The shift from roommates back to partners isn’t about adding more activities or scheduling more date nights. It’s about choosing each other again, deliberately, in small ways every day.
For us that looked like:
Talking about desire instead of around it. Not “we should probably have sex more” but actual conversations about what we wanted, what felt good, what had gone stale. Specific, slightly uncomfortable, completely necessary.
Respecting the activation gap instead of resenting it. Understanding that my wife’s slower warm-up isn’t an obstacle — it’s just how she’s built. Working with it instead of against it changed the entire dynamic.
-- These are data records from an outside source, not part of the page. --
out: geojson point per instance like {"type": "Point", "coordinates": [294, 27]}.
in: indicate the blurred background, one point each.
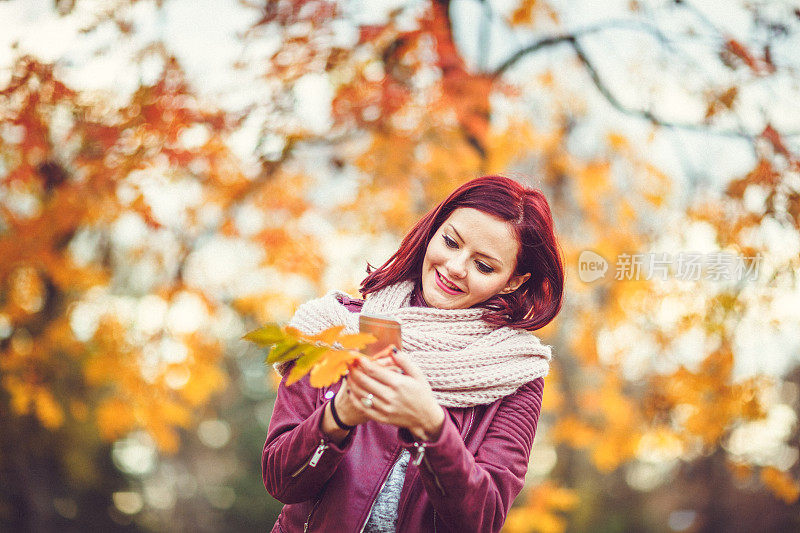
{"type": "Point", "coordinates": [174, 173]}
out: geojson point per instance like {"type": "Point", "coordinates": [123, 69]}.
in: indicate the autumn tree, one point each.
{"type": "Point", "coordinates": [136, 243]}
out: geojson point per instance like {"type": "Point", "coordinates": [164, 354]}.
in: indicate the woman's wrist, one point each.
{"type": "Point", "coordinates": [337, 418]}
{"type": "Point", "coordinates": [431, 427]}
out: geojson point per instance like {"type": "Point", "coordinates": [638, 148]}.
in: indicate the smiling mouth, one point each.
{"type": "Point", "coordinates": [446, 285]}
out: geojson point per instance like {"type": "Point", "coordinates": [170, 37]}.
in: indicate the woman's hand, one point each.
{"type": "Point", "coordinates": [349, 407]}
{"type": "Point", "coordinates": [401, 399]}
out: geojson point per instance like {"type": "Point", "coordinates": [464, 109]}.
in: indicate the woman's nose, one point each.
{"type": "Point", "coordinates": [457, 266]}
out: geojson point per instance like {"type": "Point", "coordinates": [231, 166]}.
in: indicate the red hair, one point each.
{"type": "Point", "coordinates": [537, 301]}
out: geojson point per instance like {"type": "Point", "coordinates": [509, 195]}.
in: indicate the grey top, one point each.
{"type": "Point", "coordinates": [383, 517]}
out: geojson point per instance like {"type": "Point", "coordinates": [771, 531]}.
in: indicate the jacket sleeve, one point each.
{"type": "Point", "coordinates": [474, 493]}
{"type": "Point", "coordinates": [298, 458]}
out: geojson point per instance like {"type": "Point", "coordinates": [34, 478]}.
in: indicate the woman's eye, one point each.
{"type": "Point", "coordinates": [483, 267]}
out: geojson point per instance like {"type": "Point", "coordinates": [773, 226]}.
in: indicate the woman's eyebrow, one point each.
{"type": "Point", "coordinates": [479, 253]}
Creating the conditions instead of waiting for the mood. Mood doesn’t appear in a WFH marriage — you have to manufacture it. The 15-minute reconnect ritual we covered last week was part of this. So was protecting evenings from logistics, from screens, from the slow creep of work into every hour.
Keeping the conversation open. Not one big talk and then back to normal. An ongoing, low-pressure, honest dialogue about what’s working and what isn’t. Couples who talk about their sex lives have better sex lives. I don’t need a study to tell me that — twenty seven years of marriage is research enough.
The Honest Truth
Stopping being roommates requires one person to start. In my marriage, that person was me. I’m not saying that to take credit — I’m saying it because someone has to move first, and in my experience, waiting for it to happen naturally is how years go by.
If you’re the one reading this, you’re probably the one who moves first.
I want to be clear about something though. What I’m describing here applies to solid relationships — couples who have drifted into comfortable routine, not couples fighting against dysfunction, unresolved trauma, or something deeper than the slow creep of familiarity. If that’s where you are, the honest answer is that a blog post won’t get you there — a good therapist might. There’s no shame in that and no substitute for it.
But for the rest of us — the ones in good marriages that quietly lost their spark somewhere between the mortgage and the pandemic and the home office — nobody is coming to fix this for you. You have to choose it.
That’s not unfair. That’s just how it works. And the good news is that once you start — once you name what’s happening, start the conversation, fight a little for the intimacy you both deserve — the other person almost always meets you there.
My wife did. It just took some dragging.